De acordo com o Instituto de Política Económica, um grupo de reflexão progressista que se concentra em questões económicas, o custo médio dos cuidados infantis no estado da Califórnia é de quase 22 mil dólares por ano. Em um estado com custo de vida mais baixo como o Alabama, custa quase US$ 8.000.
Embora os custos do Alabama sejam mais baixos, o instituto observa que US$ 8.000 equivalem a 27 semanas de trabalho em tempo integral para um trabalhador que ganha o salário mínimo do estado.
Para a Califórnia, um trabalhador com salário mínimo levaria 33 semanas para ganhar o suficiente apenas para custear os filhos.
Phillip Levine, professor de economia no Wellesley College, disse à agência de notícias Reuters que factores como “oportunidades de mercado de trabalho maiores e mais exigentes, opções de lazer alargadas, (e) maior intensidade parental” tornaram “a escolha de ter filhos menos desejável”.
A queda das taxas de natalidade também chamou a atenção dos decisores políticos, com alguns a procurarem lançar ferramentas para incentivar os casais jovens a terem filhos.
A administração do presidente dos Estados Unidos, Donald Trump, comprometeu-se a adoptar uma política pró-natalidade, por vezes referida como uma política pró-natalista. No ano passado, a administração elogiou novas directrizes para melhorar o acesso ao tratamento de fertilização in vitro como prova de que o Partido Republicano é o “partido dos pais”.

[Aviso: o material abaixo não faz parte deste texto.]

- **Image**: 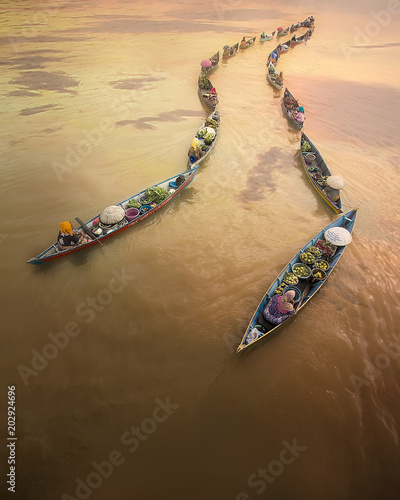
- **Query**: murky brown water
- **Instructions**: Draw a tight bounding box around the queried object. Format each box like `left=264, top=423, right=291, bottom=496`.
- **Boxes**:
left=0, top=1, right=400, bottom=500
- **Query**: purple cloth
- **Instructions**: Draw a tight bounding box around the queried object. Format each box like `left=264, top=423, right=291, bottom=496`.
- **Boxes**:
left=263, top=295, right=295, bottom=325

No entanto, tais medidas foram acompanhadas por grandes reduções no acesso aos cuidados de saúde governamentais e a outros programas sociais.
Depois de revelar o seu recente pedido de orçamento para o ano fiscal de 2027, Trump justificou a necessidade de cortar gastos sociais, ao mesmo tempo que defendeu o seu pedido de 1,5 biliões de dólares para gastos militares.
Ele sugeriu que os programas federais existentes fossem transferidos para os estados, que possuem recursos variados.
“Os Estados Unidos não podem cuidar das creches. Isso cabe aos estados. Não podemos cuidar das creches. Somos um país grande”, disse Trump na semana passada.
“Medicaid, Medicare, todas essas coisas individuais, eles podem fazer isso em nível estadual. Você não pode fazer isso em nível federal. Temos que cuidar de uma coisa: proteção militar. Temos que cuidar do país. Mas todas essas pequenas coisas, todos esses pequenos golpes que aconteceram, você tem que deixar os estados cuidarem deles.”
Os políticos de direita também estão fixados no declínio das taxas de natalidade nos países ocidentais, utilizando-o para promover a narrativa de que a maioria branca pode ser “substituída” por imigrantes de países não ocidentais.
O número de bebés nascidos nos EUA em 2025 também registou uma ligeira diminuição de cerca de um por cento, para 3,6 milhões.